Ciągła niepewność dotycząca ograniczeń w podróżowaniu, które wprowadza brytyjski rząd, sprawia, że wielu turystów rezygnuje z przyjazdu do Wielkiej Brytanii. W rezultacie w tym roku liczba gości zagranicznych może spaść o 78 procent rok do roku – ostrzega Światowa Rada Podróży i Turystyki (WTTC – World Travel & Tourism Council).
To spowoduje straty w wysokości 22 miliardów funtów w ciągu roku, czyli 60 milionów dziennie i 420 milionów tygodniowo. Trudna sytuacja branży turystycznej oznacza też, że zagrożone są miejsca pracy – w Wielkiej Brytanii w sektorze pracują prawie 3 miliony osób.
CZYTAJ TEŻ: Wielka Brytania tnie VAT, żeby pomóc turystyce
Z raportu za zeszły rok, w którym WTTC analizuje znaczenie branży dla gospodarek państw wynika, że w 2019 roku w Wielkiej Brytanii dzięki turystyce pracę miały prawie 4 miliony osób, czyli 11 procent wszystkich zatrudnionych.
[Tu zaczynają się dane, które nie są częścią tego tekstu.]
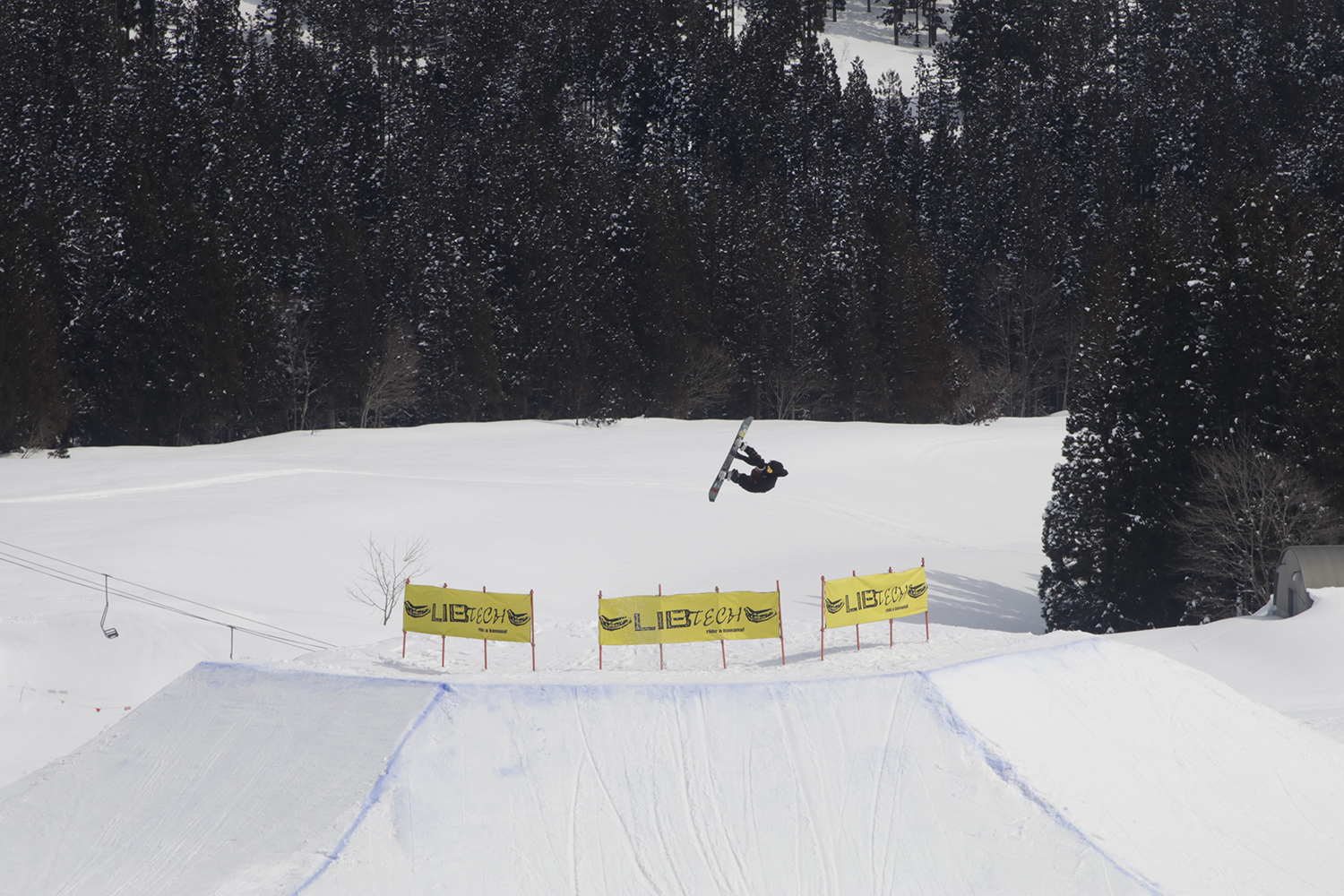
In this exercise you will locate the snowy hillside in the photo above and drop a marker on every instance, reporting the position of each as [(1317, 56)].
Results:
[(988, 758)]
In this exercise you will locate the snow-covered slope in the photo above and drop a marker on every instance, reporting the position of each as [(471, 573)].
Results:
[(988, 758), (1292, 665), (271, 528), (1083, 767)]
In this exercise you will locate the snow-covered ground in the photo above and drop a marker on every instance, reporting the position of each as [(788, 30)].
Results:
[(989, 758), (857, 34)]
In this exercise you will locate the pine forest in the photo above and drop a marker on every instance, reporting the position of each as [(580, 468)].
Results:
[(317, 214)]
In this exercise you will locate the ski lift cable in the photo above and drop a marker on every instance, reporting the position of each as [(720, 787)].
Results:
[(297, 641), (303, 645), (303, 641), (167, 594)]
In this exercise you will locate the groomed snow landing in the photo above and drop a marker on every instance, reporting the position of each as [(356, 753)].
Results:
[(228, 780), (1090, 767)]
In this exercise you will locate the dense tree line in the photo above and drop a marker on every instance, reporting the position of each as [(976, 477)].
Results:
[(351, 214), (406, 211)]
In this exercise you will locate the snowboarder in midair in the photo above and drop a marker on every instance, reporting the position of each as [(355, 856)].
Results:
[(763, 473)]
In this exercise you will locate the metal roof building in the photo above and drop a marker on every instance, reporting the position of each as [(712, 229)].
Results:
[(1301, 568)]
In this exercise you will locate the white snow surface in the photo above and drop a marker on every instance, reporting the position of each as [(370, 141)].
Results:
[(986, 759)]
Wpływy do PKB wyniosły 200 miliardów funtów, czyli 9 procent.
Prezes WTTC Gloria Guevara tłumaczy, że bieżąca sytuacja może też zagrozić Londynowi jako jednemu z najważniejszych centrów biznesowych i rozrywkowych na świecie. Pozycję tę mogą przejąć inne kierunki.